Sophon moves weights vertically through the die in microns, while die- and package-scale fabrics push the same data millimeters to centimeters.

Shorten the wire, don't widen the pipe

Every generation of HBM answers this the same way — wider pipe: more stacks, more channels, more bandwidth per pin. Sophon answers it by deleting the distance. When the weight is stored in a 2T0C cell a few hundred nanometers above the MAC that consumes it, the fetch is a single vertical hop through a monolithic inter-tier via. The whole journey is shorter than a wavelength of visible light. A read costs femtojoules; a gradient write lands at 20 fJ per bit; an FP8 multiply-accumulate completes at 0.310 picojoules all-in. Bandwidth stops being a budgeted, fought-over resource and becomes a simple property of where the data sits: 2.1 PB/s in-tile, with nothing ever crossing a package.

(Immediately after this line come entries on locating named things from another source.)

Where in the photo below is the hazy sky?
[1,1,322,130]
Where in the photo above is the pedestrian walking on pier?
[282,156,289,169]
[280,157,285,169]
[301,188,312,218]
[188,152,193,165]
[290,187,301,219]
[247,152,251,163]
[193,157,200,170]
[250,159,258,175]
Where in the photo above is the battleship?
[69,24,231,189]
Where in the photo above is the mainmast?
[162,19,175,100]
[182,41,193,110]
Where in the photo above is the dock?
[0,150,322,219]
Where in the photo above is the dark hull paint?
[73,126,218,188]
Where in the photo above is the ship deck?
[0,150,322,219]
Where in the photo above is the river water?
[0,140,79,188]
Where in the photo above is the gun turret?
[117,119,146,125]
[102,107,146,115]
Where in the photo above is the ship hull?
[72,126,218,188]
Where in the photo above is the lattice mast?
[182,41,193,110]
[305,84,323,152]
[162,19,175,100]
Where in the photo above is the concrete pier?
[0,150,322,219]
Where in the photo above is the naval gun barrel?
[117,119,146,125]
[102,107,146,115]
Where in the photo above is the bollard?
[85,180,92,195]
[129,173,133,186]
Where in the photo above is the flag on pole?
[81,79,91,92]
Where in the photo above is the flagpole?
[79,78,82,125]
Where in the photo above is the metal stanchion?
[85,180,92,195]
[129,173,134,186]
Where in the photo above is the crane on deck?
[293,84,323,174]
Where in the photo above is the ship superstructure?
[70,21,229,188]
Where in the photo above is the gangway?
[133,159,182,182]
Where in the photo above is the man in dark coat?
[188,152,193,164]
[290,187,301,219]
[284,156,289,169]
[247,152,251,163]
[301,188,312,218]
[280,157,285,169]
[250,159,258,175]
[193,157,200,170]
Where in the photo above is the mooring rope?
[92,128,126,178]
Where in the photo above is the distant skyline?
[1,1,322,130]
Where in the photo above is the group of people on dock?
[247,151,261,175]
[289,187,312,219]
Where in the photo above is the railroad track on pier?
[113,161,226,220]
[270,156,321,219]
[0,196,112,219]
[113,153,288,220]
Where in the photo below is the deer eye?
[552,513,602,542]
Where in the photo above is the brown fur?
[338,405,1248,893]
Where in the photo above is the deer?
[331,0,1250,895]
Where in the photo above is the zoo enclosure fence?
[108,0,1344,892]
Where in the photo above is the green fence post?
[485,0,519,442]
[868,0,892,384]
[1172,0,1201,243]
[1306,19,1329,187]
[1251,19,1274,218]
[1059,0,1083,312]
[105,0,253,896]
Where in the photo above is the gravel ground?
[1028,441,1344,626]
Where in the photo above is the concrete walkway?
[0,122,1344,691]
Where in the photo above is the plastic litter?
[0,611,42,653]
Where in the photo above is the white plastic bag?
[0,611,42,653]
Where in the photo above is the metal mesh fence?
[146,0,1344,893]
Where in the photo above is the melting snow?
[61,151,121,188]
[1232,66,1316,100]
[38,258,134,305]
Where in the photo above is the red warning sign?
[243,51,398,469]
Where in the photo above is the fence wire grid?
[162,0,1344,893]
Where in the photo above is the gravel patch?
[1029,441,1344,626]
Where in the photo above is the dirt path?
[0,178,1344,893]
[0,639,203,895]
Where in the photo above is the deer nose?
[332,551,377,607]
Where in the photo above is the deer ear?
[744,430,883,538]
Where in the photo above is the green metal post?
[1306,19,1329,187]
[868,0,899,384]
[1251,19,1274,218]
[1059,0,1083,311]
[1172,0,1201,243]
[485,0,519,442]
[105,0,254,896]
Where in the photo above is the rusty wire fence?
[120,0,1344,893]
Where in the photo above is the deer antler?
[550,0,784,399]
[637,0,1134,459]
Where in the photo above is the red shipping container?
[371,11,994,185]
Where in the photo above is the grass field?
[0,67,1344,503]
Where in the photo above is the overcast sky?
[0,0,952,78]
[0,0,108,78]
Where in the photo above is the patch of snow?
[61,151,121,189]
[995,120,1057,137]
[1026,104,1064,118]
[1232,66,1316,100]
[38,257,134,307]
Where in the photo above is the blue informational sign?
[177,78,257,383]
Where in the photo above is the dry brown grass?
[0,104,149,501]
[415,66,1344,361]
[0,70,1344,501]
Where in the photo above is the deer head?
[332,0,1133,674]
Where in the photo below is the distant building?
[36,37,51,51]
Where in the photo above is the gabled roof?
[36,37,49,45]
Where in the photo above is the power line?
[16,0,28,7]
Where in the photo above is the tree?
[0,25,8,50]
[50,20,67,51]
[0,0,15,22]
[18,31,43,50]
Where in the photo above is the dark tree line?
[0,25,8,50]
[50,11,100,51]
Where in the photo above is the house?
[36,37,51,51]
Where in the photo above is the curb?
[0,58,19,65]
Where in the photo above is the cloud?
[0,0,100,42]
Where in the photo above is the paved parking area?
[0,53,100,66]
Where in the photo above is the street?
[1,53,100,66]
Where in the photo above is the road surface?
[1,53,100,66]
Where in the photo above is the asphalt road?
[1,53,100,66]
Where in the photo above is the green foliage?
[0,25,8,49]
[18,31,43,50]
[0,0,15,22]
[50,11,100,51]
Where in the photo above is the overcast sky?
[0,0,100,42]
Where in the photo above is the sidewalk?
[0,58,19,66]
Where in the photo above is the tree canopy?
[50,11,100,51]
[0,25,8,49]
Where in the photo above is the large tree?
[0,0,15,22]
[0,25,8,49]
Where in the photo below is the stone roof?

The memory wall was never a memory problem. It was always a distance problem — and distance is exactly what monolithic 3D removes.
PhantaField Architecture Team

The clearest place to see the difference is energy per token. Sophon spends 25.8 millijoules to decode a token of that 80B model; an HBM4 part spends on the order of 4.5 joules at low batch — a roughly 174× gap. No incremental HBM generation closes a gap like that, because the gap is not about how fast memory runs. It is about how far the data has to travel to reach the math. We built the entire architecture around making that distance as close to zero as physics allows.